The fastest approach is feature importance from a trained tree-based model. Train a quick random forest, look at which features have near-zero importance, and consider dropping them. This takes about five minutes and often removes 20-30% of features without touching model performance.
The more careful approach is permutation importance: train your model, then randomly shuffle one feature at a time and measure how much performance drops. If shuffling a feature makes no difference, the model isn’t using it. This is more computationally expensive but gives a cleaner signal.
What I’d avoid for most production use cases: recursive feature elimination and automated wrapper methods that retrain the model dozens of times. They can find a better feature subset, but the computational cost is high and the gains over a good quick pass are usually marginal.
The Order That Actually Matters
Most tutorials present feature engineering as a bag of techniques with no particular sequence. But order matters, and getting it wrong causes bugs that are hard to trace.
The sequence I use:
- Handle missing values (including missingness indicators)
- Encode categorical variables
- Create interaction and domain-knowledge features
- Scale and normalize numerical features
- Dimensionality reduction if needed
- Feature selection
Why does order matter? Because you shouldn’t normalize before you encode. You shouldn’t create interaction features from un-imputed nulls. And critically: fit your scalers and encoders on the training set only, then apply them to the validation and test sets. If you fit on the full dataset before splitting, you’ve leaked information about the test distribution into your training pipeline and your evaluation metrics will be optimistic. It’s a rougher version of the same problem I described when we talked about overfitting.
What This Post Didn’t Cover
I didn’t cover time-series specific features (lag features, rolling windows, seasonality encoding). That’s a big enough topic to warrant its own post and the rules are different enough from standard tabular data that mixing them here would muddy both.
I also didn’t go deep on automated feature engineering tools like Featuretools. They can generate useful features but also generate enormous amounts of garbage. Worth knowing they exist; not worth relying on without careful validation.
FAQ
What’s the difference between feature engineering and feature selection?
Feature engineering is transforming or creating input variables to give your model better inputs. Feature selection is choosing which of those inputs to actually include. Engineering comes first, then selection. You can’t select a feature that doesn’t exist yet, and selection is more meaningful once your features are already in a useful form.
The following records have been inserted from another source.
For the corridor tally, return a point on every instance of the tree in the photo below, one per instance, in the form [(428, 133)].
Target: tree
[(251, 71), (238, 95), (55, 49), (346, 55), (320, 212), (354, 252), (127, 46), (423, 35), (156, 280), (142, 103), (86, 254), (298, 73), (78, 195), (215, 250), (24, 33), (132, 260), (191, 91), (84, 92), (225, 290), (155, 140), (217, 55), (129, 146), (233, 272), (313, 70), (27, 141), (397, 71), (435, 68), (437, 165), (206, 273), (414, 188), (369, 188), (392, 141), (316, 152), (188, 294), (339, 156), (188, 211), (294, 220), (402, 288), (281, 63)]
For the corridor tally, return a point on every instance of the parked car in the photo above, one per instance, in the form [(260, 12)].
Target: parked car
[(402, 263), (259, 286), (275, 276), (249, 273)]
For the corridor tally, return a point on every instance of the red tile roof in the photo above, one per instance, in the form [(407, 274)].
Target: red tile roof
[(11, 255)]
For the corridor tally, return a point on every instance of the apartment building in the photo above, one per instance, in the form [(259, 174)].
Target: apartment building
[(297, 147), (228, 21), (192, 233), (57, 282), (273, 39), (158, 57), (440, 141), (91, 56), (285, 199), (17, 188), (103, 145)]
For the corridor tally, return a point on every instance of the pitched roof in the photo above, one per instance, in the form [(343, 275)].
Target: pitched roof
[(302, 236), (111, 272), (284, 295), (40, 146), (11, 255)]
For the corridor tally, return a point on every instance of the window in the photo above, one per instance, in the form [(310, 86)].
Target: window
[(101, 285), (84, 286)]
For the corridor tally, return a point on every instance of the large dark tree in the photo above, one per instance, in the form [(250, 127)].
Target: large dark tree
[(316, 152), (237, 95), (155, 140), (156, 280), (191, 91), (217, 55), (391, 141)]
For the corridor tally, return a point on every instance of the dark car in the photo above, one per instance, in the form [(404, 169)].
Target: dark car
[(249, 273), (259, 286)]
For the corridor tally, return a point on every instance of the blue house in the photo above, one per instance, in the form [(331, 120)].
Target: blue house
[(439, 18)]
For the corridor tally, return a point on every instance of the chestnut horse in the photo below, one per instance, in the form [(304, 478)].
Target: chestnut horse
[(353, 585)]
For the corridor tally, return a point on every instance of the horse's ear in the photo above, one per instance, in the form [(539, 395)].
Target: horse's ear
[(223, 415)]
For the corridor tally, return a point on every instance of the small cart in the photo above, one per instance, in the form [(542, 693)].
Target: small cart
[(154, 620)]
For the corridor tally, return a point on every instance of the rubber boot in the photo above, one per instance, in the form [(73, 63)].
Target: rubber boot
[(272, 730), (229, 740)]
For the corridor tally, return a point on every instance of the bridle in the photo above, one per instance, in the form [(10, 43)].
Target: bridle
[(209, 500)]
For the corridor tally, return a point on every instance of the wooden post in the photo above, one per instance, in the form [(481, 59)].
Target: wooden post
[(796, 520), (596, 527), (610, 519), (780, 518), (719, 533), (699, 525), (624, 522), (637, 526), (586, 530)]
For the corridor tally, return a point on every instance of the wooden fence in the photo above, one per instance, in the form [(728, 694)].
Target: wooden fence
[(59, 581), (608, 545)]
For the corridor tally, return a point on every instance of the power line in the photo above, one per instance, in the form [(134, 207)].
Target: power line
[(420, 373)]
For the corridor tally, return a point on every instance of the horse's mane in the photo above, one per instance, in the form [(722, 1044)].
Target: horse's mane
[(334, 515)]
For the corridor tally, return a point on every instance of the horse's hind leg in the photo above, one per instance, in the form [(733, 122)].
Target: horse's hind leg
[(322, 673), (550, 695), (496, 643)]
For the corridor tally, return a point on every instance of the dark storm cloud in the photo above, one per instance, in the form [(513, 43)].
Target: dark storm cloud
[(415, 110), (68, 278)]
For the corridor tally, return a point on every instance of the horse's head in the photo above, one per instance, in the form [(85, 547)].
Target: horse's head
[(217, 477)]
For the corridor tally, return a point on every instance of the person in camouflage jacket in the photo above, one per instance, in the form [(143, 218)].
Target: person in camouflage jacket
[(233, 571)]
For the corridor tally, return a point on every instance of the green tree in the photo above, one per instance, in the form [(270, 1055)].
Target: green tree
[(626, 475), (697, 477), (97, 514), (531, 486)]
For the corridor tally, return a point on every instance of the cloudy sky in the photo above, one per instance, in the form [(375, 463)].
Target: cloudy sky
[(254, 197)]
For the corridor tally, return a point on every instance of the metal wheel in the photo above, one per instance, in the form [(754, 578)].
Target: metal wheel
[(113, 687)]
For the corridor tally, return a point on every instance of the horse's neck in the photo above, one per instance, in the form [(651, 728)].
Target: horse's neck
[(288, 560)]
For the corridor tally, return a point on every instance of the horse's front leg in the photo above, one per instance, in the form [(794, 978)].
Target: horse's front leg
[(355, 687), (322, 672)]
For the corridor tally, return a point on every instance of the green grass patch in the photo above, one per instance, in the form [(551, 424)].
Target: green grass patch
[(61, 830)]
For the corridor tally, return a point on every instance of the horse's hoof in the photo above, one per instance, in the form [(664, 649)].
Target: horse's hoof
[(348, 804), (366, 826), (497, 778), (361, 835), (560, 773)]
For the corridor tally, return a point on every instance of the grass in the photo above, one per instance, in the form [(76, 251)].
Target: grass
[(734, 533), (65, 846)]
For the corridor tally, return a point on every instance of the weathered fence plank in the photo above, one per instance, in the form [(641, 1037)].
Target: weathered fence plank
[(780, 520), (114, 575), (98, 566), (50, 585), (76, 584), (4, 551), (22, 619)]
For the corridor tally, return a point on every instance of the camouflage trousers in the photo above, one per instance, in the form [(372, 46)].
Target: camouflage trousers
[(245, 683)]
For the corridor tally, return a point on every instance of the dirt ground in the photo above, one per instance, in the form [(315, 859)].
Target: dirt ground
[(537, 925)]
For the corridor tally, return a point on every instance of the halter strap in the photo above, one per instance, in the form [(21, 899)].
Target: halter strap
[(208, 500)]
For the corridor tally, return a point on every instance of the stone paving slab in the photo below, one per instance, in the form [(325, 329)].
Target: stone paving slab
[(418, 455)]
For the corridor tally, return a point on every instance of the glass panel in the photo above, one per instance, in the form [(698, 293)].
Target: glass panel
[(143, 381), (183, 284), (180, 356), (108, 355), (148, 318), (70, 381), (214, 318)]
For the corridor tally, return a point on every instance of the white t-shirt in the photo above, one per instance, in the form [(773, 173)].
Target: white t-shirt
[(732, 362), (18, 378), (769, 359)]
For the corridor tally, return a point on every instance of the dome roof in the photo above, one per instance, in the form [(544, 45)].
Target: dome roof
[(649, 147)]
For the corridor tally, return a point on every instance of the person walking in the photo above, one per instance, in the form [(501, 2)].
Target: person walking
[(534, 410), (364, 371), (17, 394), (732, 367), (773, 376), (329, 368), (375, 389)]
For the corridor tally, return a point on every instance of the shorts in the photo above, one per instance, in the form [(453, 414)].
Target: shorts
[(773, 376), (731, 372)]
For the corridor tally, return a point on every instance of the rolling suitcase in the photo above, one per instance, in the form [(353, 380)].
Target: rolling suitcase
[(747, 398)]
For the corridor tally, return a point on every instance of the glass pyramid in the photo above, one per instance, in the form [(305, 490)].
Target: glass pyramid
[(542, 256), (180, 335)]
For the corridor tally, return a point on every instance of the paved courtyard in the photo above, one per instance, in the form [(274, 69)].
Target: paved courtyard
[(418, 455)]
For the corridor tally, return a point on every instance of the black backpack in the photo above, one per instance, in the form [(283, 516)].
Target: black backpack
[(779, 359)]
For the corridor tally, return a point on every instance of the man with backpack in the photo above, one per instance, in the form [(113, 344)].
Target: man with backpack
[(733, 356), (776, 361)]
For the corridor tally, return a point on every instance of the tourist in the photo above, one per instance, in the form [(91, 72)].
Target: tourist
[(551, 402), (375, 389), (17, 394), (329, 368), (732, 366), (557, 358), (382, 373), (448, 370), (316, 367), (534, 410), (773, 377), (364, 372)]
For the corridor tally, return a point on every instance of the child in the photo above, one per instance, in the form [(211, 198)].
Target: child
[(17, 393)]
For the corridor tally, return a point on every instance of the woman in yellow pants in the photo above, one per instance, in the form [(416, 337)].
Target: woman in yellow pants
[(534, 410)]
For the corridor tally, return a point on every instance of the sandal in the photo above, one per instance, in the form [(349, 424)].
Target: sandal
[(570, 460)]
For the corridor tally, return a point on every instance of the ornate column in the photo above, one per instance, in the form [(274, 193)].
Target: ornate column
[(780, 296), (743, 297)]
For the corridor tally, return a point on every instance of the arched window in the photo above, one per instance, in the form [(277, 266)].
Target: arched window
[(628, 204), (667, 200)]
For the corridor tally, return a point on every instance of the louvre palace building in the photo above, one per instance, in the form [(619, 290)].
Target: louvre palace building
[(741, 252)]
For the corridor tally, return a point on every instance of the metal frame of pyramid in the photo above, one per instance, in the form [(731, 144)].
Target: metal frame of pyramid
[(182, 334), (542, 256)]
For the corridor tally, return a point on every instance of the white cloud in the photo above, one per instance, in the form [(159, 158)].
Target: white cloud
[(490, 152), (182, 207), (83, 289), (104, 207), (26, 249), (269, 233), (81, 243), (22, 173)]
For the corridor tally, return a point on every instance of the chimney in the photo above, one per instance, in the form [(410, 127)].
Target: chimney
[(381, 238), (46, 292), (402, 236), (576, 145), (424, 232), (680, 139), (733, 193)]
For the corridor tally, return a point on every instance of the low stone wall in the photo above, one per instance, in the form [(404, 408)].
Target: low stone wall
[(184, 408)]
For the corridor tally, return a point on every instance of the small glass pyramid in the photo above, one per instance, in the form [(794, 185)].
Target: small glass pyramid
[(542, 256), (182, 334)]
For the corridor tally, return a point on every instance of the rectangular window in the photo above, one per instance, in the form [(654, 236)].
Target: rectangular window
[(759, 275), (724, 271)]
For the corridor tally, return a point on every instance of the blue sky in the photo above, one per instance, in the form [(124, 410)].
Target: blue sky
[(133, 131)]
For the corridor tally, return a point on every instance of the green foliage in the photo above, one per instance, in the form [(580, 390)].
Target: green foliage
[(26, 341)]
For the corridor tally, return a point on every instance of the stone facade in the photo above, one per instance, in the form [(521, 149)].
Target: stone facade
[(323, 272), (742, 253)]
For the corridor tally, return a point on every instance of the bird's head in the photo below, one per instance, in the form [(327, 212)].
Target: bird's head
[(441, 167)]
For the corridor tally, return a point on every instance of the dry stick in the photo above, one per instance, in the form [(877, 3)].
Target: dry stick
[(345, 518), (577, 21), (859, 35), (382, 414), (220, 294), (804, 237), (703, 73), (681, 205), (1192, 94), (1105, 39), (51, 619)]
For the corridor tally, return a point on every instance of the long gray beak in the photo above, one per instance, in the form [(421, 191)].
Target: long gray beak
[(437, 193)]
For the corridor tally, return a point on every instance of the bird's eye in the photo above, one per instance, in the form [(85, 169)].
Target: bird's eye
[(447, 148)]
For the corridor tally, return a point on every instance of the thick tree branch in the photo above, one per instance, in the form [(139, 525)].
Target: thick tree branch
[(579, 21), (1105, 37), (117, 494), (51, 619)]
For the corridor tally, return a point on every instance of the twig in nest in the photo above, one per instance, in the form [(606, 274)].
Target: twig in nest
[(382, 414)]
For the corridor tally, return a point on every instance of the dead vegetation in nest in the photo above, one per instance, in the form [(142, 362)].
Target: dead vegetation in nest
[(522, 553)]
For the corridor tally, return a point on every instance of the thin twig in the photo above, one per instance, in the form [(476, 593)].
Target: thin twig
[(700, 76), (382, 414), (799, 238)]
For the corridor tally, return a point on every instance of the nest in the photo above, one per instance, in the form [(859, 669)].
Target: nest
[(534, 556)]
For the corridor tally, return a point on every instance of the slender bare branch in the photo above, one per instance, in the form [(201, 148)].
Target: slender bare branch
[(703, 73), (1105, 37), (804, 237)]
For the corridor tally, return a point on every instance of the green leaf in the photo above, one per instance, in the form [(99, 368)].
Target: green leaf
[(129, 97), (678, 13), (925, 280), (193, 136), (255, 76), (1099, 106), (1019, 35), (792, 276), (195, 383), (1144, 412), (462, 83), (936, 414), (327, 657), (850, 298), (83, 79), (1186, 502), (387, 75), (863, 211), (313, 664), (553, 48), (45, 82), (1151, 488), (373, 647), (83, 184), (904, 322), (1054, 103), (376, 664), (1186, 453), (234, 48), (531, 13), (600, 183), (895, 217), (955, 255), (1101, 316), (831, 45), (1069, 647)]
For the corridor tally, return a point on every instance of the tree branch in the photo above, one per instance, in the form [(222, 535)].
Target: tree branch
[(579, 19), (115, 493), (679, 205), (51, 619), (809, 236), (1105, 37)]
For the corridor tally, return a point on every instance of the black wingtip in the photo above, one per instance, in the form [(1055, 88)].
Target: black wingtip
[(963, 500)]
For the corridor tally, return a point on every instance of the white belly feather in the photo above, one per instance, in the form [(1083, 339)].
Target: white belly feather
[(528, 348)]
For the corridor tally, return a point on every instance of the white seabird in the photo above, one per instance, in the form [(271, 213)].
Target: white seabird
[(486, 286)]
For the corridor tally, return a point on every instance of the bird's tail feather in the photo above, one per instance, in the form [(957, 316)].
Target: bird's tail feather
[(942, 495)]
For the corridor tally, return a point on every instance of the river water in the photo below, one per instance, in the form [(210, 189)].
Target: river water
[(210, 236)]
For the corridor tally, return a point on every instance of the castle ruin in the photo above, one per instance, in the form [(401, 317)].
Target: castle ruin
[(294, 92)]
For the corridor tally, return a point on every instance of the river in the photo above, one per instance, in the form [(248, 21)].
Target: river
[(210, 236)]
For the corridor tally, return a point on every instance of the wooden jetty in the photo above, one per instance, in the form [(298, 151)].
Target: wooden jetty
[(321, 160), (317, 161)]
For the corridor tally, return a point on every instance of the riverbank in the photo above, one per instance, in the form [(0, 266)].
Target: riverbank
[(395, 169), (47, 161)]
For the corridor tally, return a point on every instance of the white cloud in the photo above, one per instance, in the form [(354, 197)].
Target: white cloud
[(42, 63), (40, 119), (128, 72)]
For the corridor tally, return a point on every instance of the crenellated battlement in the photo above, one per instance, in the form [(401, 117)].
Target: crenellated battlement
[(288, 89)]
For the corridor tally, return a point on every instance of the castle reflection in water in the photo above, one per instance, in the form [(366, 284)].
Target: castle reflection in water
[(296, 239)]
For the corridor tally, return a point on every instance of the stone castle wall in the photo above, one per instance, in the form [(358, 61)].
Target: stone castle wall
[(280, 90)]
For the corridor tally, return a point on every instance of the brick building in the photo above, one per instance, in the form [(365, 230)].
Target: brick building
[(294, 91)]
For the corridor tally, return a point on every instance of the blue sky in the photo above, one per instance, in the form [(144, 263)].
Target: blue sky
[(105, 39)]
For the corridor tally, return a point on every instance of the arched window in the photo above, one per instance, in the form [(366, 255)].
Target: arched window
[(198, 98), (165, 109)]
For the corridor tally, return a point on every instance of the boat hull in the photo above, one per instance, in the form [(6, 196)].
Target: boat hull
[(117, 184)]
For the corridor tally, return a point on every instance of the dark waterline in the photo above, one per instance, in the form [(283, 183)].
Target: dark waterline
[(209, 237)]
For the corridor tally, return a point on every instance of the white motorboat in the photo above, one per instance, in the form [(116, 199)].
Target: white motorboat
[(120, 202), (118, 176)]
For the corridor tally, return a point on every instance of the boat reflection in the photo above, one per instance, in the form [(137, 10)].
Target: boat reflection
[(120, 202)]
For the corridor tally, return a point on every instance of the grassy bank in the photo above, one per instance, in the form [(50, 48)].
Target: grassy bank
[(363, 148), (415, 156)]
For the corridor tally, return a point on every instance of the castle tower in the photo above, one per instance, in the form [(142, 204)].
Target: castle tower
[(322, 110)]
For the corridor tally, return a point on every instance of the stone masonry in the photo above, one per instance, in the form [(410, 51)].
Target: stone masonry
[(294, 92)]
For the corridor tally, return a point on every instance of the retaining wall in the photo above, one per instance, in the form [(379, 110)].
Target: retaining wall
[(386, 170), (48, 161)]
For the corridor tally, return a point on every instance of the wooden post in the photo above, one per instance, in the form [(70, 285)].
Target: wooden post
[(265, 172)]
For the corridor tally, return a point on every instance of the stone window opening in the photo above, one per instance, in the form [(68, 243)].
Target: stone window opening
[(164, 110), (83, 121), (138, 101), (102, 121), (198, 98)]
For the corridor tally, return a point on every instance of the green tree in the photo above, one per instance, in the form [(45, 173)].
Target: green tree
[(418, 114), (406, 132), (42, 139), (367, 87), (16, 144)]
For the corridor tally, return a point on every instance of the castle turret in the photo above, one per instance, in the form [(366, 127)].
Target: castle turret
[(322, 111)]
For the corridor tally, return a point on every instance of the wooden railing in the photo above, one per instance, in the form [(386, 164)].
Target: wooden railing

Does feature engineering matter less for deep learning?
Yes and no. Neural networks can learn some feature representations automatically, which is part of why they work well on raw images or text. But for tabular data, the kind most business ML problems involve, feature engineering still has a large impact. Deep learning on raw tabular data typically underperforms well-engineered XGBoost. The “just feed it raw data” approach works for images. It usually doesn’t work for rows in a database.
How do I know if a new feature is actually helping?
Add it, retrain, evaluate on your validation set. If validation performance improves, keep it. If it doesn’t, drop it. Don’t evaluate on training performance, you’ll be measuring memorization, not improvement. And don’t add ten features at once then evaluate, you won’t know which one did what.
The most reliable pattern I’ve seen across different ML problems: teams that invest seriously in feature engineering routinely outperform teams that invest in model architecture. A well-engineered feature set with a simple model beats a poorly engineered feature set with a complex model more often than it has any right to. The algorithm optimizes what you give it. Give it better inputs and you’ve done most of the work before training even starts.